With this command, you can reconstruct linear sequences from the graph.

```bash
pancat reconstruct [-h] -r REFERENCE [--start START] [--stop STOP] [-s] file out

positional arguments:
file Path to a gfa-like file
out Output path (without extension)

options:
-h, --help show this help message and exit
-r REFERENCE, --reference REFERENCE
Tells the reference sequence we seek start and stop into
--start START To specifiy a starting node on reference to create a subgraph
--stop STOP To specifiy a ending node on reference to create a subgraph
-s, --split Tells to split in different files
```

For this function, the `-r`/`--reference` option is needed only if you specify starting and ending points.

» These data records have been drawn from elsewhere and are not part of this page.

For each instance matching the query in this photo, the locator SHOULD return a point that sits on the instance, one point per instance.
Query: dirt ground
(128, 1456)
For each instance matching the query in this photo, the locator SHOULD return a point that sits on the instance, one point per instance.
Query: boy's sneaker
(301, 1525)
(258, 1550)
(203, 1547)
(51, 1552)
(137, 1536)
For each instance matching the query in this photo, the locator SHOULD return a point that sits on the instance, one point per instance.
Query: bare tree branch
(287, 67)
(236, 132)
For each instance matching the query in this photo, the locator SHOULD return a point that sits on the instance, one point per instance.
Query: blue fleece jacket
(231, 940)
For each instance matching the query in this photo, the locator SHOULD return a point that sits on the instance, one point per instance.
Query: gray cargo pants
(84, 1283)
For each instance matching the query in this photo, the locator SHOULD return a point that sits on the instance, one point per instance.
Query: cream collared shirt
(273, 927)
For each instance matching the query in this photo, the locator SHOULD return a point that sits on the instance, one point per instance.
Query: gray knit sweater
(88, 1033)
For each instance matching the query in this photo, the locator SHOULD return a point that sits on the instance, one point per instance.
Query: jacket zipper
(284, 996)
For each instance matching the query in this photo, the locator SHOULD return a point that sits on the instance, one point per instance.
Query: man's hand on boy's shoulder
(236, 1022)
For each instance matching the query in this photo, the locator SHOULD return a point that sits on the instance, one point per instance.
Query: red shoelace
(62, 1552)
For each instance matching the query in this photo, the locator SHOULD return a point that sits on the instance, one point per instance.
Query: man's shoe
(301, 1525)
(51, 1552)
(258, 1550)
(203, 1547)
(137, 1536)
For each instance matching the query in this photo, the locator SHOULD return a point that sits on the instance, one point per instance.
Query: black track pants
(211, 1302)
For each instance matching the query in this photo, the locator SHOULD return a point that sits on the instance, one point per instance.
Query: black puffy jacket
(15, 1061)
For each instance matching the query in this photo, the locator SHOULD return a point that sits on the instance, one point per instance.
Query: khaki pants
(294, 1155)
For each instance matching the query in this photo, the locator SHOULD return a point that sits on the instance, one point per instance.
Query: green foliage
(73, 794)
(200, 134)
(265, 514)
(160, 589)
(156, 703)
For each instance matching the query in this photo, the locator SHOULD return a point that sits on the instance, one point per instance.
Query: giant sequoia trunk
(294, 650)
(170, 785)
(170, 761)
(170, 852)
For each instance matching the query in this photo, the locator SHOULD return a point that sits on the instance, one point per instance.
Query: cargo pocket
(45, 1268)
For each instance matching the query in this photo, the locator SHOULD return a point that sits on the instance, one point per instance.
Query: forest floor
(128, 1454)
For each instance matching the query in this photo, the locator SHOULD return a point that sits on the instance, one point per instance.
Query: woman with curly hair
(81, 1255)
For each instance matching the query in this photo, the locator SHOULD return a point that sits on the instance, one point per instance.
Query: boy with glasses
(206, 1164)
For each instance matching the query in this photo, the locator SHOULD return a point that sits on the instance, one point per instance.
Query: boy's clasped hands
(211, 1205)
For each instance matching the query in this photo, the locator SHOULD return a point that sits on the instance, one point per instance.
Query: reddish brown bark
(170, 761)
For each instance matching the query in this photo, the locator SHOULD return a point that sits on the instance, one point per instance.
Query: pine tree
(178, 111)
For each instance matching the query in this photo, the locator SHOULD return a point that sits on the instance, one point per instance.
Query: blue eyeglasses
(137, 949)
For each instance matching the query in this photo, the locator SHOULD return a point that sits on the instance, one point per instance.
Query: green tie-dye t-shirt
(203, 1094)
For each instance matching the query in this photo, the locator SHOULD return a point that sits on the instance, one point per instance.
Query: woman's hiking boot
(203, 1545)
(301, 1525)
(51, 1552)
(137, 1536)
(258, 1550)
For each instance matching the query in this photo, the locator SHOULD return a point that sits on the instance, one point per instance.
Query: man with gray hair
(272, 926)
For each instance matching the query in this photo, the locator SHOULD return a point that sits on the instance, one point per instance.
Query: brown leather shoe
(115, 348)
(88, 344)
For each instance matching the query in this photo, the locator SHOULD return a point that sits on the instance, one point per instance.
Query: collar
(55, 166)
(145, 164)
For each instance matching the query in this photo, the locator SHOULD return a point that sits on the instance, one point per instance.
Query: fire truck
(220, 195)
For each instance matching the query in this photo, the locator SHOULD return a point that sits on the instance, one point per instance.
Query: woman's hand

## Adding coordinate system

With this command, you ca add a JSON GFA-compatible string to each S-line of the graph (each node). This field will contain starting position, ending position and orientation, for each path in the graph.

```bash
pancat offset [-h] file out

positional arguments:
file Path to a gfa-like file
out Output path (with extension)

options:
-h, --help show this help message and exit
```

## Compute edition between graphs

In order to compare two graphs, they need to :
+ have at least some shared paths
+ the reconstruction of those shared paths must yield the same sequences

If those criteria are met, you may compare your graphs.

```bash
pancat edit [-h] -o OUTPUT_PATH [-p PATTERN] [-g] [-c CORES] [-s [SELECTION ...]] [-t] graph_A graph_B

positional arguments:
graph_A Path to a GFA-like file.
graph_B Path to a GFA-like file.

options:
-h, --help show this help message and exit
-o OUTPUT_PATH, --output_path OUTPUT_PATH
Path to a .json output for results.
-p PATTERN, --pattern PATTERN
Regexp to filter if present in path/walks names.
-g, --graph_level Asks to perform edition computation at graph level.
-c CORES, --cores CORES
Number of cores for computing edition
-s [SELECTION ...], --selection [SELECTION ...]
Names of the paths you want to compute edition on.
-t, --trace_memory Print to log file memory usage of data structures.
```

It also now supports regexp to easily match paths that are differing, as for instance in HPRC files where `pancat edit $CACTUS $PGGB --output_path $WD"hprc_21_edition.json" --graph_level --cores 16 --pattern "^(.+?)#" --trace_memory` can be used to compare individual chromosoms.